The Making of a Star:
Jimmy Stewart rise to fame and stardom was slow but progressive and forward-moving.
In his debut screen role, The Murder Man (1935), he was billed ninth in the cast.
During the first phase of his career, he played second bananas to Spencer Tracy, Clark Gable, and even Robert Taylor, all stars under contract to MGM, Hollywood’s top studio.
In most of these roles, he usually played the boyfriends (or friends or former beaus) of the leading males’ women.
Stewart received star billing for the first time in 1939 in the Western comedy, Destry Rides Again, opposite Marlene Dietrich, who was labeled “box-office poison” the two years before that.
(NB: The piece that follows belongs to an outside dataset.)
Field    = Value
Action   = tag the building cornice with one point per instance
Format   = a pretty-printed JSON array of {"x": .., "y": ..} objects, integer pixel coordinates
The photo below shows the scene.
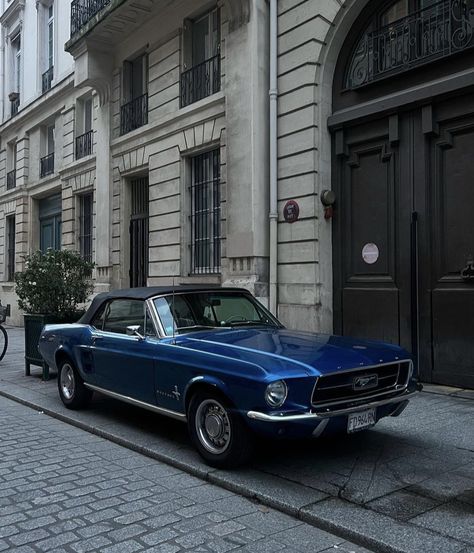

In the same year, he made the hugely successful movie, Capra’s Mr. Smith Goes to Washington.
However, After Destry Rides Again, Stewart was billed again second, to Margaret Sullavan in Lubitsch’s classic, The Shop Around the Corner.
In 1941, right after winning the Best Actor Oscar for The Philadelphia Story, Stewart’s reported Hollywood income was $12,000 a month. The joke in the industry was that, as a private in the military, he got paid $21 a month, thus taking a huge pay cut of $11,979.
After the War, he worked out an original payment plan, later emulated by other actors, whereby he would receive a percentage of the net profits, instead of a flat paycheck of $250,000 per picture. Stewart’s new financial strategy made him one of Hollywood’s highest paid entrepreneurial actors and businessmen, due to the fact that his pictures were very popular at the box-office.
Once he went to Hollywood, Stewart said that he didn’t miss much stage work, though he did have a number of theatrical comebacks.